KUALA LUMPUR: Development financial institutions (DFIs) should re-engineer their business models by diversifying their funding sources to be sustainable in the long run instead of relying on the government for continued fiscal support to deliver their mandates, said Bank Negara Malaysia (BNM) governor Datuk Nor Shamsiah Mohd Yunus.
“As policymakers, Bank Negara envisions an environment where DFIs are financially independent from the government with enduring business models that can continue to deliver positive benefits to the economy and broader society,” Nor Shamsiah said in her welcoming speech at the Forum on Performance Measurement for DFIs that was jointly organised by BNM and the World Bank yesterday.
“What we should seek is not short-term fixes but enduring business models that will deliver positive impacts to the economy and society as the economic landscape changes,” she said.
DFIs’ business models should also be firmly grounded in strong governance and a culture of professional management, the governor said. “To achieve this, DFIs should strive to strengthen behaviour and risk culture within the organisation. Strong governance entails crafting well-defined mandates that will insulate the organisation from undue external interference,” she said.
DFIs, she noted, play an important role in bridging financing gaps by participating in developing sectors and markets not adequately served by the private sector, which are often characterised by high risks and uncertainties. Hence, she said, using mere financial indicators to evaluate DFIs would be inadequate to capture their contributions to the nation’s economy and growth.

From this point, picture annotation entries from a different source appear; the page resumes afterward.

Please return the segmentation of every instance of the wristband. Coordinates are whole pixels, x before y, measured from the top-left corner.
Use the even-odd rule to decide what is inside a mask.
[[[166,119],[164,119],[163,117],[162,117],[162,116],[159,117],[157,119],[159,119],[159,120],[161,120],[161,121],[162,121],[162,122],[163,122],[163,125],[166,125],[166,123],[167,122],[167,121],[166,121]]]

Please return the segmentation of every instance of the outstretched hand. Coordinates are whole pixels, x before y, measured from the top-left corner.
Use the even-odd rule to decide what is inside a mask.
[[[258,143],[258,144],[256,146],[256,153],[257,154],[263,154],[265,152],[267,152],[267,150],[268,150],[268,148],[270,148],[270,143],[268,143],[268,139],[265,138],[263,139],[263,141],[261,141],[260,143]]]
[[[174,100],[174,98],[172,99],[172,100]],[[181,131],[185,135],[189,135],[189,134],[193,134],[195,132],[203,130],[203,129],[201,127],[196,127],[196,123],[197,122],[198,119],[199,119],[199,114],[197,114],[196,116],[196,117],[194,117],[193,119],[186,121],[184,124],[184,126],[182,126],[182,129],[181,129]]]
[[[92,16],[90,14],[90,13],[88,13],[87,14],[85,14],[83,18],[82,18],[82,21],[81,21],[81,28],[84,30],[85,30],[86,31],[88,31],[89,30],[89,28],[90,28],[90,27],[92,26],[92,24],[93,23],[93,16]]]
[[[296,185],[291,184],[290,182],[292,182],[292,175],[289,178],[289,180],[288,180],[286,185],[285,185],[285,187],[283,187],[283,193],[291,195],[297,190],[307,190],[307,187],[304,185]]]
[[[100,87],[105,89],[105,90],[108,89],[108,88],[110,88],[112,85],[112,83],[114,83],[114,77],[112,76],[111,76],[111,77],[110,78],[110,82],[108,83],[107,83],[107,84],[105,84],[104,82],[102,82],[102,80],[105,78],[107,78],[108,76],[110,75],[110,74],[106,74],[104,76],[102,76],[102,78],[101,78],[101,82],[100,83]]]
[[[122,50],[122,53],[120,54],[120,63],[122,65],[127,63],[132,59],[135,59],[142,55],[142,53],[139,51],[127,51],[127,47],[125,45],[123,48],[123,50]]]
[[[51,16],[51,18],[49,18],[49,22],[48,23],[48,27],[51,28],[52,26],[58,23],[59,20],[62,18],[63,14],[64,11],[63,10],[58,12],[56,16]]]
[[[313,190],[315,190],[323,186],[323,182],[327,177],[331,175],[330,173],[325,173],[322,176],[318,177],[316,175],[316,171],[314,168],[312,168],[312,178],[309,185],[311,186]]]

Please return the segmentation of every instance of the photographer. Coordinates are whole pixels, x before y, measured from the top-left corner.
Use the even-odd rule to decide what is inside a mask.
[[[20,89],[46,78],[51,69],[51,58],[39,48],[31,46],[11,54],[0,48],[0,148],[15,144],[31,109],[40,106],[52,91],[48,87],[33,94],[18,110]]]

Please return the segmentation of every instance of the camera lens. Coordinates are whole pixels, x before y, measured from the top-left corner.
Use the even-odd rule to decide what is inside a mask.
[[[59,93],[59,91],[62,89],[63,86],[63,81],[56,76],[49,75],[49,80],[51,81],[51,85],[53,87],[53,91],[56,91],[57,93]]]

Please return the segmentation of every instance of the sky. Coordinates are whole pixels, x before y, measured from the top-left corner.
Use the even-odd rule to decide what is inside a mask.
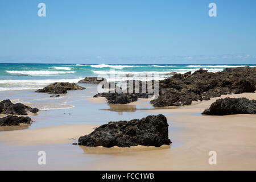
[[[1,0],[0,63],[256,64],[255,8],[255,0]]]

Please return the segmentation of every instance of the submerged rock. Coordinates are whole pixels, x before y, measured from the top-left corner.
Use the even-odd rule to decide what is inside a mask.
[[[212,104],[209,109],[205,109],[203,114],[227,115],[238,114],[256,114],[256,100],[246,98],[225,98],[218,99]]]
[[[0,118],[0,126],[18,126],[20,123],[30,124],[32,121],[28,117],[18,117],[9,115],[4,118]]]
[[[68,82],[56,82],[35,92],[48,92],[51,94],[58,94],[61,93],[67,93],[67,90],[83,89],[85,89],[85,88],[77,85],[75,83],[69,83]]]
[[[0,113],[5,114],[27,115],[27,112],[36,113],[39,110],[21,103],[13,104],[10,100],[0,102]]]
[[[109,82],[108,84],[110,90],[108,92],[99,93],[93,97],[104,97],[109,104],[121,104],[136,101],[138,98],[147,98],[152,96],[152,92],[148,92],[148,88],[151,84],[150,88],[154,89],[154,80],[148,82],[135,80],[125,81],[122,82],[126,88],[124,89],[113,82]],[[132,86],[129,87],[129,84]]]
[[[101,77],[85,77],[79,81],[79,83],[98,84],[103,81],[106,81],[106,79]]]
[[[97,127],[90,134],[80,137],[78,144],[88,147],[160,147],[171,143],[168,139],[168,126],[163,114],[130,121],[110,122]]]

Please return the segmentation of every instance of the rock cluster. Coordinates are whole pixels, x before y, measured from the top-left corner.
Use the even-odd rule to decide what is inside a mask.
[[[153,86],[154,82],[152,80]],[[134,84],[133,93],[109,92],[99,93],[94,97],[105,97],[109,103],[113,104],[127,104],[136,101],[138,98],[150,97],[148,92],[142,92],[141,81],[139,84],[138,90],[135,90]],[[199,70],[192,74],[191,72],[174,74],[172,77],[159,81],[159,96],[150,103],[155,107],[190,105],[192,101],[208,100],[211,97],[224,94],[254,92],[256,89],[255,84],[256,67],[228,68],[217,73],[203,70],[201,77]],[[148,85],[147,82],[146,85]]]
[[[159,96],[151,104],[163,107],[190,105],[192,101],[209,100],[221,95],[255,90],[256,68],[249,67],[226,68],[222,72],[204,70],[193,74],[176,74],[159,81]]]
[[[79,83],[99,84],[103,81],[106,81],[106,79],[101,77],[85,77],[79,81]]]
[[[0,126],[18,126],[20,123],[30,124],[32,121],[28,117],[18,117],[9,115],[4,118],[0,118]]]
[[[227,114],[256,114],[256,101],[246,98],[218,99],[205,109],[203,114],[223,115]]]
[[[168,139],[168,126],[166,118],[162,114],[130,121],[110,122],[97,127],[89,135],[80,137],[78,144],[88,147],[159,147],[171,143]]]
[[[109,88],[112,89],[111,86],[114,86],[114,92],[112,92],[114,89],[109,90],[106,93],[98,93],[94,96],[93,97],[104,97],[107,99],[109,104],[124,104],[136,101],[138,98],[146,98],[152,96],[152,92],[148,92],[148,88],[149,84],[151,84],[151,89],[154,89],[154,80],[152,80],[151,82],[130,80],[130,84],[128,81],[122,82],[122,84],[124,84],[125,85],[126,85],[127,86],[127,88],[123,89],[114,84],[114,83],[112,85],[110,85],[110,82],[109,82]],[[128,87],[129,84],[131,84],[132,87]]]
[[[75,83],[69,83],[68,82],[56,82],[35,92],[48,92],[51,94],[58,94],[67,93],[68,90],[83,89],[85,89],[85,88],[77,85]]]
[[[13,104],[10,100],[0,102],[1,114],[27,115],[27,112],[36,113],[39,111],[37,108],[31,108],[21,103]]]

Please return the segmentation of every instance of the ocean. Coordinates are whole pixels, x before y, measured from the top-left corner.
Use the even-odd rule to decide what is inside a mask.
[[[77,82],[85,77],[107,77],[108,81],[139,79],[163,80],[176,72],[192,72],[202,67],[208,72],[222,71],[225,68],[256,64],[86,64],[0,63],[0,91],[35,90],[54,82]],[[114,77],[110,77],[110,71]]]

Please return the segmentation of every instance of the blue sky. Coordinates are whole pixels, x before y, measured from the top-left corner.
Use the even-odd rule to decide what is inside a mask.
[[[38,5],[46,5],[39,17]],[[217,5],[209,17],[208,5]],[[256,64],[256,1],[0,1],[0,63]]]

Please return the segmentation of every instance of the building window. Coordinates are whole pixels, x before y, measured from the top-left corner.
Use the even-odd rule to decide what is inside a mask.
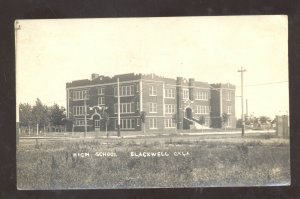
[[[75,120],[75,126],[84,126],[84,120],[76,119]]]
[[[231,119],[230,118],[227,119],[227,123],[225,125],[226,125],[226,127],[231,127]]]
[[[104,95],[105,88],[98,88],[98,95]]]
[[[157,120],[156,118],[149,119],[149,128],[150,129],[157,129]]]
[[[230,92],[227,92],[226,100],[231,101],[231,93]]]
[[[208,100],[208,92],[207,91],[201,91],[197,90],[196,92],[196,100]]]
[[[165,128],[175,128],[173,119],[165,119]]]
[[[208,114],[209,106],[196,106],[196,114]]]
[[[166,114],[175,113],[175,104],[165,104],[165,113]]]
[[[140,126],[141,125],[141,119],[140,118],[137,118],[136,119],[136,126]]]
[[[73,100],[89,99],[88,90],[73,91]]]
[[[149,88],[149,95],[150,96],[156,96],[157,95],[156,86],[150,86],[150,88]]]
[[[226,112],[227,112],[227,114],[231,114],[231,106],[226,107]]]
[[[149,113],[157,113],[157,104],[149,103]]]
[[[205,126],[209,126],[209,119],[208,118],[205,118]]]
[[[165,89],[165,98],[175,98],[175,89],[174,88],[166,88]]]
[[[114,87],[114,95],[115,97],[118,97],[118,87]],[[128,86],[120,86],[120,97],[127,97],[127,96],[133,96],[134,95],[134,86],[128,85]]]
[[[183,89],[183,99],[189,99],[189,89]]]
[[[73,106],[74,115],[84,115],[84,106]]]
[[[105,98],[104,97],[98,97],[98,105],[105,105]]]
[[[115,114],[118,113],[118,104],[114,104]],[[120,113],[134,113],[132,103],[120,103]]]
[[[120,119],[120,129],[134,129],[135,128],[134,119]],[[118,120],[115,120],[115,128],[118,128]]]

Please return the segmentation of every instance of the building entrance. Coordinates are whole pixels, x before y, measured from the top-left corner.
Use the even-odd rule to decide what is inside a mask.
[[[100,131],[100,120],[94,120],[95,131]]]
[[[186,108],[185,109],[185,117],[188,119],[192,119],[193,118],[193,114],[192,114],[192,109],[191,108]]]

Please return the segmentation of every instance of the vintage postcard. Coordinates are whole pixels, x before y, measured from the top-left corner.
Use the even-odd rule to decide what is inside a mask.
[[[290,185],[284,15],[16,20],[17,188]]]

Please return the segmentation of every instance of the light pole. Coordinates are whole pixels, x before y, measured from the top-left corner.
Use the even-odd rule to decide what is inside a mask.
[[[241,70],[238,70],[241,73],[241,104],[242,104],[242,136],[245,134],[245,115],[244,115],[244,77],[243,73],[246,72],[246,69],[241,67]]]

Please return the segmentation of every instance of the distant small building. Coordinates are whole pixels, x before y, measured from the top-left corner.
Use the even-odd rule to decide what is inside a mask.
[[[66,84],[67,117],[73,117],[75,131],[84,131],[84,104],[88,131],[103,128],[101,111],[109,115],[108,130],[117,129],[118,78],[121,130],[140,131],[141,111],[146,113],[148,130],[190,129],[203,117],[205,126],[221,128],[223,113],[229,115],[225,125],[236,126],[235,86],[232,84],[209,84],[192,78],[172,79],[155,74],[129,73],[113,77],[92,74],[91,79]]]

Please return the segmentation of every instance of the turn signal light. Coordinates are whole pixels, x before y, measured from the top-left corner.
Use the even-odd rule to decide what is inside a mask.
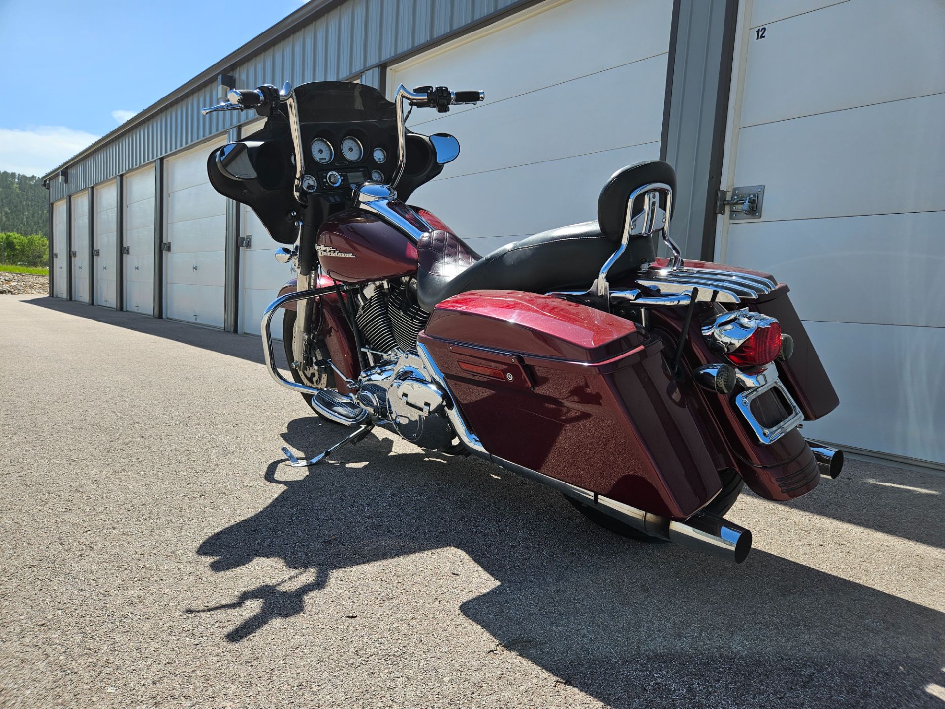
[[[781,354],[781,323],[772,320],[766,327],[756,327],[741,345],[730,352],[729,361],[738,369],[761,367]]]

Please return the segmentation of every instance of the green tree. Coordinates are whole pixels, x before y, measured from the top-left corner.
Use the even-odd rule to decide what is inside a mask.
[[[0,232],[49,236],[49,193],[42,178],[0,172]]]

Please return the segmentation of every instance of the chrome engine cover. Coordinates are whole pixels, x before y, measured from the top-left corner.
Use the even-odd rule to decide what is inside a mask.
[[[450,445],[454,434],[446,417],[448,396],[416,353],[366,371],[360,385],[360,404],[388,421],[404,439],[428,448]]]

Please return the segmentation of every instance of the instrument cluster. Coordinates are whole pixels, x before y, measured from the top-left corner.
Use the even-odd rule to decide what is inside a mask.
[[[391,158],[388,130],[369,122],[335,128],[323,123],[302,128],[307,152],[302,188],[306,192],[332,192],[369,180],[387,182],[391,179],[396,159]]]

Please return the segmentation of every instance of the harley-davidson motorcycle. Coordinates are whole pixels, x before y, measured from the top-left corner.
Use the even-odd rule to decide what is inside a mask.
[[[313,458],[284,448],[291,465],[384,426],[558,489],[619,533],[736,562],[751,533],[723,515],[743,485],[783,501],[839,474],[842,452],[800,433],[838,400],[788,286],[683,261],[666,163],[610,176],[595,220],[481,256],[408,203],[459,144],[406,118],[482,92],[402,85],[388,101],[322,81],[228,98],[204,112],[254,109],[267,120],[210,154],[210,180],[254,210],[286,245],[277,260],[299,274],[264,315],[266,367],[352,429]],[[657,234],[670,258],[657,258]],[[291,379],[274,361],[280,309]]]

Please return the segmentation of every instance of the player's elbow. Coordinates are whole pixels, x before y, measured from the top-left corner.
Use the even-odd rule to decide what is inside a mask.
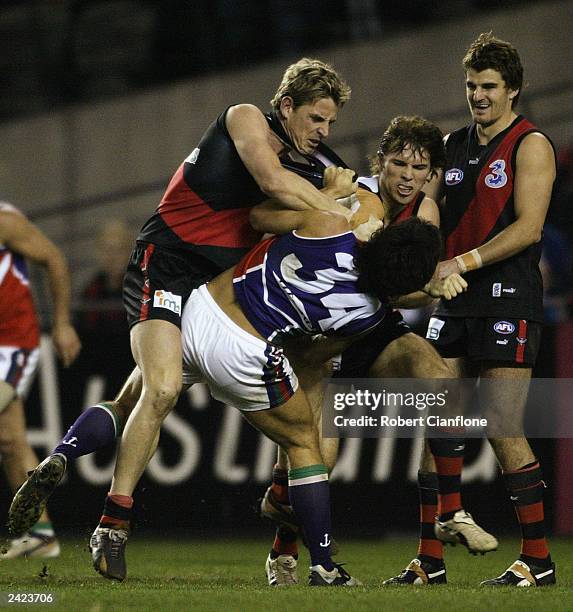
[[[267,220],[268,214],[269,214],[268,210],[264,210],[262,207],[259,207],[259,206],[255,206],[254,208],[251,209],[251,212],[249,213],[249,223],[251,224],[251,227],[256,232],[266,231],[266,226],[267,226],[266,220]]]
[[[527,241],[526,246],[540,242],[542,237],[543,229],[541,227],[530,226],[524,234],[524,238]]]
[[[288,181],[285,181],[280,173],[271,172],[261,177],[258,183],[261,191],[269,198],[282,200],[284,195],[290,191]]]

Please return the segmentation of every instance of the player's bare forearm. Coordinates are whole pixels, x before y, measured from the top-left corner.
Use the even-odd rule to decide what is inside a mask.
[[[452,271],[495,264],[541,240],[555,180],[555,155],[547,138],[529,134],[516,156],[514,206],[516,220],[485,244],[440,264],[440,277]]]
[[[433,304],[435,299],[424,293],[423,291],[415,291],[408,295],[401,295],[399,297],[390,300],[390,305],[394,308],[403,308],[404,310],[410,310],[413,308],[424,308]]]

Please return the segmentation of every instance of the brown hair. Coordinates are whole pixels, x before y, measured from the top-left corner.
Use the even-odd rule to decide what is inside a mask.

They must also be measured “by the additionalities they create”, she said, citing as examples employment opportunities created and a rise in income levels, investments attracted to new growth sectors, and the creation of an enabling environment for targeted segments to flourish through the sound design and implementation of public policies.
“To this end, Bank Negara has pioneered the measurement of development impact to complement financial performance by implementing the value-based intermediation scorecard with selected banks. The scorecard contains components of qualitative and quantitative measures of impact to cultivate an impact-driven mindset and drive improvement within the banking industry. We hope that this will be a stepping stone to enhance the contribution of the financial sector to public welfare,” she said.
She went on to pledge that BNM is committed to cultivating a regulatory framework to support DFIs in realising their full potential, through the application of proportionality in its regulations that can take the form of reduced reporting burdens or simplified rules for some institutions.
“Proportionality, however, does not necessarily mean less stringent regulations. For some institutions, it may mean lower leverage, additional safeguards and prudential measures,” she said.
The concept is not new as the central bank, she said, has been been practising this proportionality in regulating DFIs and intends to further enhance this application to reflect developmental outcomes.
“The bank is refining its methodology for DFIs to support greater differentiation at the individual institution level based on the nature, size, complexity and, most importantly, the unique roles and mandates of each DFI. The balance that we aim to strike can only be achieved if DFIs also lift their game to ensure strong internal controls and risk and performance management,” she added.